Dtsch Med Wochenschr. 2005 Oct 7;130(40):2253-6. doi: 10.1055/s-2005-918557.
A 58-year-old woman with type 1 diabetes and coronary artery disease was admitted to hospital because of diminished appetite, weight loss, abdominal pain and anemia. Earlier treatment of duodenal ulcer and cholecystectomy had not achieved sustained relief. On physical examination paleness and general weakness was noted.
Laboratory tests showed a normocytic, normochromic anemia, anisocytosis, polychromasia and basophilic stippling of erythrocytes. Bone marrow examination revealed a hyperreactive erythropoesis with basophilic stippling of erythrocytes and incomplete differentiation of erythroid progenitor cells. Inherited or acquired enzymopathies of erythrocytes were ruled out.
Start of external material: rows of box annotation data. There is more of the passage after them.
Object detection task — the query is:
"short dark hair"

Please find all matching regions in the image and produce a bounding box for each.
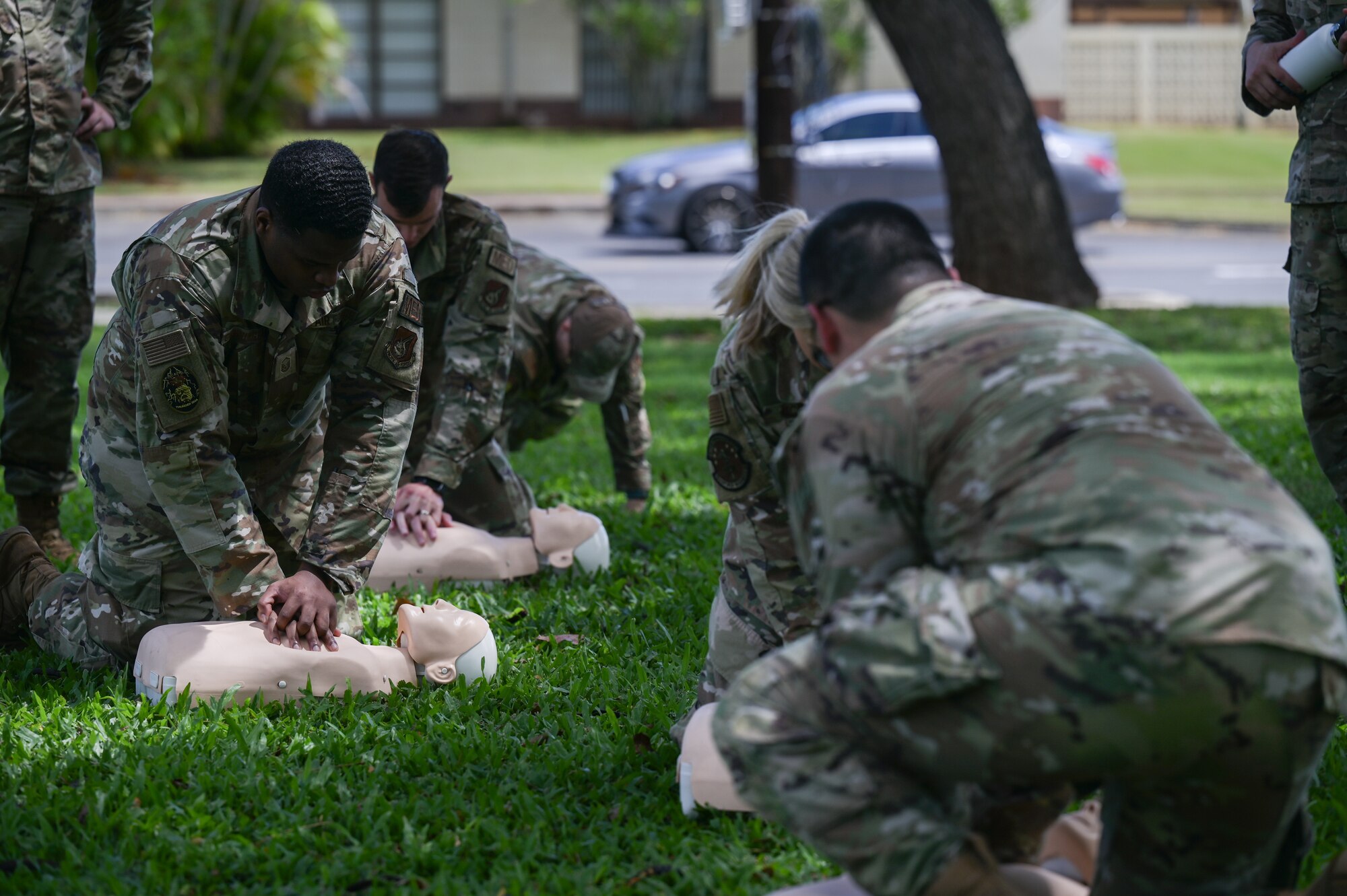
[800,199,950,322]
[374,128,449,215]
[259,140,374,240]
Urinary collection showed remarkable elevation of porphyrin concentration.
DIAGNOSIS, TREATMENT AND COURSE: Suspected poisoning was confirmed by elevated lead concentrations in whole-blood (85.8 microg/dl) and urine (106.3 microg/l). A souvenir of Rhodes, a ceramic mug with lead-containing glaze, was identified as the source of the lead poisoning, the lead dissolving into hot tea put in the mug. Treatment with D-penicillamine was begun, and within five weeks anemia disappeared and the patient achieved complete resolution of symptoms.
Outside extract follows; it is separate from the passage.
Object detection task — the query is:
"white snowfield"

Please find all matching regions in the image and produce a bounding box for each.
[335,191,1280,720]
Recognition of the cause of lead poisoning is of critical importance. This case report demonstrates difficulties in diagnosing and identifying the source of poisoning.
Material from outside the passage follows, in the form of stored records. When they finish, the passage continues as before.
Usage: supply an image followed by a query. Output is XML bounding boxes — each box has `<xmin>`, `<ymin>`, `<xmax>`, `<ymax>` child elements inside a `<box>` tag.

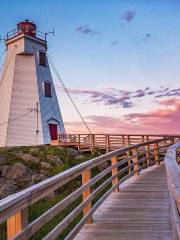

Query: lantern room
<box><xmin>17</xmin><ymin>20</ymin><xmax>36</xmax><ymax>37</ymax></box>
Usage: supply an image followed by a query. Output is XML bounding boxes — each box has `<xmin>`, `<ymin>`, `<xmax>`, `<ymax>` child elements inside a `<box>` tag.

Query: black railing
<box><xmin>5</xmin><ymin>28</ymin><xmax>46</xmax><ymax>41</ymax></box>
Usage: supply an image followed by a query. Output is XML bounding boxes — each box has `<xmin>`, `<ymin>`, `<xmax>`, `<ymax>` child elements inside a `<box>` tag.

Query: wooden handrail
<box><xmin>56</xmin><ymin>134</ymin><xmax>179</xmax><ymax>152</ymax></box>
<box><xmin>165</xmin><ymin>142</ymin><xmax>180</xmax><ymax>239</ymax></box>
<box><xmin>0</xmin><ymin>136</ymin><xmax>180</xmax><ymax>240</ymax></box>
一名患有1型糖尿病和冠状动脉疾病的58岁女性因食欲减退、体重减轻、腹痛和贫血入院。十二指肠溃疡的早期治疗和胆囊切除术未能取得持续缓解。体格检查发现面色苍白和全身虚弱。
实验室检查显示为正细胞正色素性贫血、红细胞大小不均、多染性及嗜碱性点彩。骨髓检查显示红细胞生成反应性增高,伴有红细胞嗜碱性点彩及红系祖细胞分化不完全。排除了遗传性或获得性红细胞酶病。尿液检查显示卟啉浓度显著升高。
诊断、治疗及病程:全血(85.8微克/分升)和尿液(106.3微克/升)中铅浓度升高证实了疑似中毒。一个来自罗德岛的纪念品,一个带有含铅釉面的陶瓷杯,被确定为铅中毒的源头,铅溶解于倒入杯中热茶中。开始用D-青霉胺治疗,五周内贫血消失,患者症状完全缓解。
认识铅中毒的病因至关重要。本病例报告显示了诊断和确定中毒源头的困难。